Дождь стал накрапывать; потемнело небо; тихий белый туман стал среди деревьев; пропадали в тумане люди и вновь возникали из него, и они казались теперь случайными пришельцами из чужого мира.
Петербург околдовал Елену. Она жила в полусне. И ей казалось порой, что сама она пришла из призрачного царства, что нет у нее воплотившейся души, что вот повеет новая сказка и не станет ее. Елены не станет. Боялась тело свое потерять. Любила его. Стала лелеять. Каждый день, купаясь, нежилась в ванне, любовалась янтарным отсветом на руках своих, линиями бедер и волною милых ног, целовала концы золотых волос своих. Твердила непрестанно:
— Милая, милая плоть. Ты жива. Ты не испепелишься.

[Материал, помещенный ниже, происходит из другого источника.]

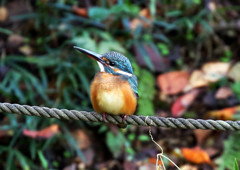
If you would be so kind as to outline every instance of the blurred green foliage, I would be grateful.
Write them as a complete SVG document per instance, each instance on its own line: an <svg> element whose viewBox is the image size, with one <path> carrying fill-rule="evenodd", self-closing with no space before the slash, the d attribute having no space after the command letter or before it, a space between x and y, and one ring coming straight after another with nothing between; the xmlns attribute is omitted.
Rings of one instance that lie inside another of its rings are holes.
<svg viewBox="0 0 240 170"><path fill-rule="evenodd" d="M218 46L224 43L215 32L218 28L210 26L213 21L219 22L219 15L223 20L228 20L224 17L232 6L223 7L216 11L216 15L200 0L118 0L116 3L101 0L92 2L94 5L91 7L75 0L19 2L23 6L30 6L31 10L24 8L17 15L10 16L0 28L3 41L7 44L4 48L1 46L2 102L92 110L89 87L98 67L94 61L73 50L73 45L77 45L101 54L113 50L128 56L139 80L140 98L136 114L154 115L155 76L160 68L154 65L151 58L153 53L161 61L168 60L168 63L180 68L187 65L197 67L201 61L211 60L214 55L228 62L237 53L237 50ZM2 6L8 6L8 3L16 1L1 1ZM75 6L87 10L87 17L76 13ZM17 8L16 3L15 8L8 10ZM145 8L149 8L151 17L141 15ZM141 19L141 22L133 29L131 24L134 19ZM150 26L144 26L147 24ZM30 54L21 51L19 46L11 45L9 37L14 35L23 38L21 44L32 51ZM212 50L214 46L218 46L218 49ZM179 54L180 47L184 57ZM143 58L137 55L137 51ZM161 71L172 69L163 63L165 65L166 68ZM240 96L238 87L239 83L232 84L233 91ZM0 144L0 164L5 169L19 169L20 166L26 170L61 169L76 155L84 162L84 155L71 135L72 128L97 127L95 133L106 134L105 143L110 153L118 157L124 147L130 160L134 159L136 153L132 143L136 140L149 141L148 136L134 132L120 131L116 135L106 125L8 114L4 118L0 130L13 132L7 141ZM50 139L38 140L22 135L23 129L43 129L54 123L60 126L61 134ZM235 137L232 136L225 143L226 151L221 159L227 161L220 163L221 167L229 167L234 163L234 158L230 160L226 155L229 152L233 154L232 146L238 147L232 145L232 138Z"/></svg>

А иногда Елена ненавидела свое тело. Оно представлялось ей неживым, косным, обреченным на тление. Тогда хотелось Елене жечь, резать, дробить эту грудь, руки эти — потушить лампады глаз…
Мечтала Елена о боли, о пытках. Пусть придет жестокий и преступный человек. Пусть ударит Елену тонким бичом. Пусть будут кровь и муки. Распятие сладостнее,[1220] чем эта душная слепота. Отец говорит, что он знает что-то. Но почему же он медлит открыть тайну? Разве не видит он, как страдает Елена? Как она угасает, гибнет — заблудившаяся, уже утомленная…

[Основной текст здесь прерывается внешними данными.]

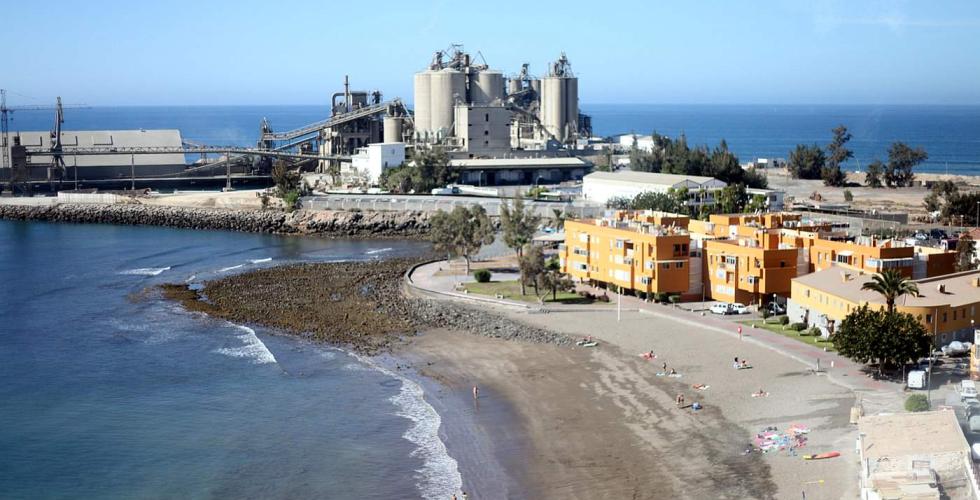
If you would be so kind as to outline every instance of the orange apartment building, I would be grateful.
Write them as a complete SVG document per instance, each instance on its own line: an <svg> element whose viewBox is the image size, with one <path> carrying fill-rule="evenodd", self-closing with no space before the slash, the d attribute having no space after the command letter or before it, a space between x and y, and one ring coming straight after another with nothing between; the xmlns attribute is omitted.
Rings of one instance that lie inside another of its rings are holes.
<svg viewBox="0 0 980 500"><path fill-rule="evenodd" d="M616 285L643 296L689 294L692 275L700 284L701 268L690 265L687 223L686 216L656 212L567 221L562 270L581 281Z"/></svg>
<svg viewBox="0 0 980 500"><path fill-rule="evenodd" d="M700 221L621 211L566 222L565 231L562 266L573 277L686 299L746 305L786 299L794 278L830 266L866 273L899 269L916 279L955 270L953 252L870 237L847 241L839 227L794 213Z"/></svg>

А Людмила? Вот и она в печали. Но чем-то светла Людмила. Она — как благоуханный цветок, хрупкий стебель, нежные лепестки — но прелесть живая жива и цветет, хотя оторвали ее от земли, заключили в теплицу.
Однажды Людмила пришла к Елене в комнату, обняла ее и прошептала в ухо:
— Пойдемте ко мне; я буду писать ваш портрет.
Елена покорно пошла за ней. В первый раз увидела студию Людмилы.
— Это не скучно? Это нравится? — с тревогой спрашивала Людмила, показывая картины.
А Елена не знала, нравятся ей или нет эти странные женщины, бледноликие в голубоватых платьях, склоненные у фонтанов тихоструйных, гадающие около озер, в глубине которых увядает солнце.[1221] Из какого тумана пришли к нам эти сестры?
«Какая таинственная душа у этой Людмилы, — думала Елена. — И зачем она вышла замуж за отца моего? И разве не страшно жить так, в плену, у седовласого колдуна?»
Людмила как будто угадала ее мысли.
— Нет, нет, — сказала она. — Я, право, счастлива. И в этом доме я чувствую себя, как в лоне Отца.
— А мне страшно.
— Напрасно. Не надо бояться.
— У вас в доме всегда тишина — и потом вдруг этот неожиданный отцовский смех, от которого у меня падает сердце.[1222] Вы ведь знаете, как он странно смеется.
Кто-то постучал в дверь. Вошел отец. Он держал в руках телеграмму.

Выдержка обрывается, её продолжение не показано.